Place and belonging are two themes in your work. How do they influence your art?
My partner and I have spent many years travelling around Scotland, visiting mountains, glens and lochs, and in a way looking for somewhere that we might belong. Although I live in and love Paisley, I don’t feel rooted here. We also found that the places you see in the tourist adverts, while beautiful, are often too busy to connect deeply with. So we started to seek out lesser-known quiet areas as we questioned our opposing desires to both explore and belong. For me, people and community are what make a place and foster a connection. When you find a place you belong, you might not be able to explain why — but that’s just it, it’s a feeling.
Is there a specific place in Scotland you think is particularly special?
Whenever we are planning a trip or I’m looking to explore for more creative inspiration, I almost always head west. I feel it has it all — mountain, glen, coast, loch. There are so many favourite places I could mention. Assynt will always hold a special place in my heart for its spectacular geology and topography, but recently Argyll has stolen the show. Particularly what’s known as Argyll’s Secret Coast, which takes in the Cowal peninsula and the Kyles of Bute. This place has something that keeps pulling me back.
Talking of Argyll, your latest exhibition is at the Tighnabruaich Gallery. Tell us more?

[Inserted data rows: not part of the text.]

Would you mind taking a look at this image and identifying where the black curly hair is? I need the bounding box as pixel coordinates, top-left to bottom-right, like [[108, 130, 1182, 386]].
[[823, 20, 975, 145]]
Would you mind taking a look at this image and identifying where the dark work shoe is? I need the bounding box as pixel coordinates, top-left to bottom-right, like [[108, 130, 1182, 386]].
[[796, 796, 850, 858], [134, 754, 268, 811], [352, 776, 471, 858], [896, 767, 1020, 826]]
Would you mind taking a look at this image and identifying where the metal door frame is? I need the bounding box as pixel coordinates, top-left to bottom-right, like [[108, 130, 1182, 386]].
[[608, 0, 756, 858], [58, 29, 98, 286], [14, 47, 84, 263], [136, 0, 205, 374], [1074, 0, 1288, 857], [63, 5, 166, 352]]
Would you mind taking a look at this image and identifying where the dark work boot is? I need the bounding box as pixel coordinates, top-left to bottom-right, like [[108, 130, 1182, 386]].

My exhibition this summer — ‘Undertow’ — is at the Tighnabruaich Gallery from 24 July until 12 September. There are 21 paintings, mostly on canvas, plus a display of my sketchbooks and studies. The body of work explores what pulls me to this area of the west coast and how my priorities, in terms of place, have shifted since my first show here in 2018. The paintings explore the peaceful and gentle relationships to reassuring landscapes and to welcoming communities.

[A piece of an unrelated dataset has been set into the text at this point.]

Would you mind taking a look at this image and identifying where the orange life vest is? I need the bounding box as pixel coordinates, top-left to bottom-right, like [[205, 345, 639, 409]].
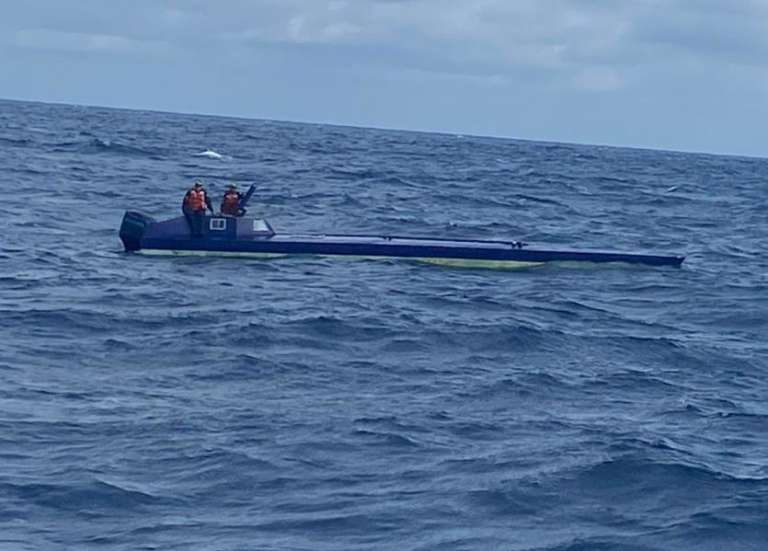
[[221, 191, 240, 215], [187, 189, 205, 210]]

Your studio is in Paisley. Can you share more about the town and what we should see there?
Paisley has a rich history in textiles and weaving. Most people will be familiar with the Paisley pattern, which really changed the fortunes of the town. My studio is actually located in one of the former thread mills, a large airy building with bags of character — perfect for creatives!
The town’s been going through a period of regeneration and in recent years made it to the final of UK City of Culture. There’s the stunning abbey, which dates back to 1163, the Coats Observatory, and famous museum and gallery. I like to explore the edges of the town with long walks in the Gleniffer Braes country park — there are breathtaking views across the Clyde Valley to the mountains of the Trossachs.
Where do you think your art might take you next?
I have no idea! I think that’s the best way though — if you plan too rigidly there’s no room for spontaneity and experimentation. Just now I’m enjoying the process of painting and playing with different materials. I need to consciously give myself space to explore, like last year when I did a kind of residency in my own studio. I also usually have two books on the go, some of which have really opened my mind in terms of landscape and place. Anything with Kathleen Jamie’s name on it is a must. Also The Living Mountain by Nan Shepherd and The Outrun by Amy Liptrot.
Can you pick out 4 or 5 things in your studio you can’t live without?
1. My electric staple gun. I stretch all my own canvas, so this is essential!
2. A pair of Bluetooth headphones, so I can play my music super loud while I work.
3. A catalyst wedge tool for scraping paint around.
4. Glass jars, because I literally use them for everything.
WHERE CAN WE FIND OUT MORE?
JANE HUNTER, VISUAL ARTIST
Thank you very much Jane, where can we find out more about you?
My exhibition ‘Undertow’ is at the Tighnabruaich Gallery until 12 September.